En 2018, la directive Mifid II va largement dominer l’agenda des conseillers financiers. C’est ce qu’explique Albert Verlinden, président de la BZB, la fédération professionnelle qui défend les intérêts des conseillers financiers, à Investment Officer. ‘La nouvelle réglementation a bien plus de répercussions que la plupart des gens ne se l’imaginent aujourd’hui.’
Une charge administrative plus lourde, des exigences de formation plus sévères, et un client toujours plus alerte, voilà de quoi mettre le feu aux poudres au sein de la profession de conseiller financier. La procédure n’a jamais atteint une telle lourdeur et il va en résulter une bataille de consolidation, prédit Verlinden. ‘Le secteur continue de se rétracter. Les bureaux unipersonnels n’existent quasi plus… Nous évoluons vers de plus petites structures de minimum 3 à 5 personnes par bureau, ou des bureaux de plus grande taille de 10 à 20 personnes.’
Médiation de collaboration pour les agents
Au niveau local, ces fusions relèvent plutôt du défi. Des agents dans un premier temps concurrents, se verront contraints de collaborer. Cela requiert une faculté d’adaptation suffisante, pense Verlinden. ‘À l’heure actuelle, le commettant encourage fortement ces fusions locales, mais la question reste de savoir si ce sera encore une grande réussite dans quelques années, car que se passe-t-il en cas de heurts entre eux ? En ce moment, nous mettons sur pied un service de médiation dans le but d’intercéder dans les discussions entre les agents.’
Le secteur prend lentement conscience que la directive Mifid II va plus loin que les fusions.
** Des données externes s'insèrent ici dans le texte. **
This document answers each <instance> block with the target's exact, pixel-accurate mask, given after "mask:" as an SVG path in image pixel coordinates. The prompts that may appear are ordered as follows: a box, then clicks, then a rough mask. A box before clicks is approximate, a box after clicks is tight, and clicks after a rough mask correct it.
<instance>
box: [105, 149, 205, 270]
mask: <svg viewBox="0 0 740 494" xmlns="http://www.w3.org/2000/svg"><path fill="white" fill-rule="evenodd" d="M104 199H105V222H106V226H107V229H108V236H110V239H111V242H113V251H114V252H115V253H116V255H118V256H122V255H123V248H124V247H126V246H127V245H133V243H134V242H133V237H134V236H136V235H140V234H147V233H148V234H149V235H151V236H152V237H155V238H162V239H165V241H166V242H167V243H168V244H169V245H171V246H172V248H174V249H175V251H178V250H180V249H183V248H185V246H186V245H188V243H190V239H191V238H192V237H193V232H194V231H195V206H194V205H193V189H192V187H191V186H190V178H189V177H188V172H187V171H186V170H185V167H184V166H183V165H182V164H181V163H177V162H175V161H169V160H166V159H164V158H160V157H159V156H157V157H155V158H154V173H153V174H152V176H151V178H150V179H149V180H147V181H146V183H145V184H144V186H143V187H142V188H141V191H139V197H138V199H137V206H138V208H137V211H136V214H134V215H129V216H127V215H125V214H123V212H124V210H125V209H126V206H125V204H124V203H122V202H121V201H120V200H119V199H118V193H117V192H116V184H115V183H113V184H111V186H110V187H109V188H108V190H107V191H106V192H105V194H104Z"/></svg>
D’après Verlinden, le problème réside dans le fait que le cadre réglementaire européen ne tient pas compte des différences locales.
‘En Belgique, les banques ont la liberté de compléter à leur discrétion les documents relatifs à la directive Mifid II. Ce n’est pas clair pour le consommateur final, car un client de différentes banques reçoit donc des questionnaires différents. Sans oublier qu’il doit chaque fois fournir les mêmes informations. Cette défaillance ne mène pas à plus de transparence et d’harmonisation pour le consommateur final. Au contraire.’
Le monde à l’envers
À l’instar d’une kyrielle de ses confrères au sein du secteur, Verlinden craint par ailleurs que dans certains cas, la directive ne produise l’effet inverse que celui qu’elle vise : une meilleure protection du client. ‘Si vous rendez visite à un avocat, on ne vous demande tout de même pas de connaître le code pénal belge par cœur ? Non, c’est précisément l’avocat qui vous conseille ! Pourquoi cette règle s’applique-t-elle alors aux conseils financiers ? Si le client n’a pas la connaissance requise d’un produit, nous ne pouvons pas lui proposer, ni lui donner un avis en la matière.’
Les consommateurs dépourvus de connaissances dans le domaine risquent justement de manœuvrer en bourse de leur propre chef, parce qu’ils n’évaluent pas pleinement la valeur des conseils, estime Verlinden. L’activité « Execution only » (NDT : activité d’exécution en l’absence de mandat de conseil) n’est pas visée par les règles Mifid. Ces consommateurs ne sont donc absolument plus protégés.’
Selon le président du BZB, ce sont surtout les jeunes et les petits capitaux qui feront l’économie des frais d’un conseiller, alors qu’ils auraient précisément tout intérêt à bénéficier d’un avis professionnel. ‘Faire prospérer un capital naissant relève de l’expertise clé du conseiller. Le conseiller vise d’ailleurs une relation à long terme avec son client et ne peut pas faire de bêtises. Aujourd’hui, le petit investisseur ne s’adressera à un conseiller que lorsqu’il aura pour ainsi dire d’abord gaspillé la moitié de son capital en bourse. C’est le monde à l’envers.’